Modeling and simulation (M&S) tools could be used by manufactures and at point-of-care to improve design confidence and reliability, accelerate design cycles and processes, and optimize the amount of physical testing to be conducted.

We propose an integrated cloud platform to perform in silico testing for orthopedic devices, assessing mechanical safety and electromagnetic compatibility, in line with recognized standards and regulatory guidelines.

The InSilicoTrials.com platform contains two M&S tools for orthopedic devices: CONSELF and NuMRis.

CONSELF (conself.com) uses Salome-Meca 2017 to compute static implant stresses and strains on metallic orthopedic devices, following the requirements and considerations of ASTM F2996-20 for non-modular hip femoral stems and ASTM F3161-16 for total knee femoral components. Simulation results were consistent with those reported in the two standards.

NuMRis (numris.insilicomri.com) uses ANSYS HFSS and ANSYS Mechanical 2019R3 to compute radio-frequency energy absorption and induced heating in 1.5T and 3T MRI coils, replicating the ASTM F2182-19e2 Standard Test Method. Simulation results were validated against in vitro measurements.

The integrated M&S workflow on the cloud platform allows the user to upload the 3D geometry and the material properties of the orthopedic device to be tested, automatically set up the standard testing scenarios, run simulations and process outcome, with the option to summarize the results in accordance with current FDA guidance on M&S reporting.

The easy-to-use interfaces of InSilicoTrials tools run through commercial web browsers, requiring no specific expertise in computational methods or additional on-premise software and hardware resources, since all simulations are run remotely on cloud infrastructure.

The integrated cloud platform can be used to evaluate design alternatives, test multi-configuration devices, perform multi-objective design optimization and identify worst-case scenarios within a family of implant sizes, or to assess the safety and compatibility of custom-made orthopedic devices.

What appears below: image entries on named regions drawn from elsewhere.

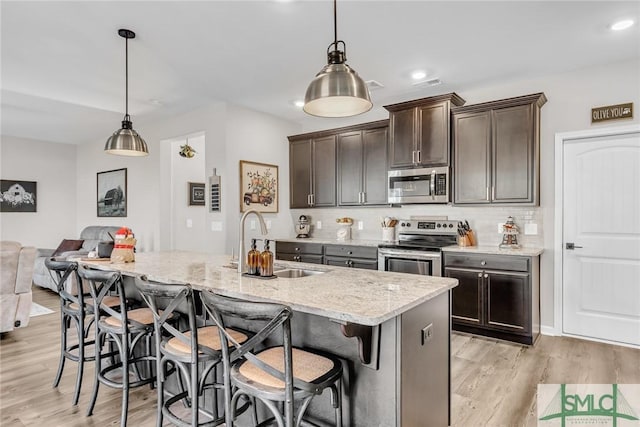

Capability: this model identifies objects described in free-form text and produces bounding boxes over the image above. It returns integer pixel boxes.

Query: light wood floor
[0,287,640,427]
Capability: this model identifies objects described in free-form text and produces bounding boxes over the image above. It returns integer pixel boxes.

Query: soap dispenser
[247,239,260,276]
[260,239,273,277]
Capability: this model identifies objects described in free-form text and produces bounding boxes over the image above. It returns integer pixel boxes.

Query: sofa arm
[15,246,37,294]
[36,248,56,258]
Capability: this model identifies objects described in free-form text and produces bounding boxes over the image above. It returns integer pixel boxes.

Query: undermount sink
[273,268,324,279]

InSilicoTrials.com is the first cloud platform offering a collection of M&S tools to perform in silico standard testing for orthopedic devices. The proposed tools allow to assess mechanical safety and electromagnetic compatibility before prototyping, preventing risks and criticalities for the patient, and helping manufacturers and point-of-care to accelerate time and reduce costs during the device development.

The proposed platform promotes the broader adoption of digital evidence in preclinical trials, supporting the device submission process and pre-market regulatory evaluation, and helping secure regulatory approval.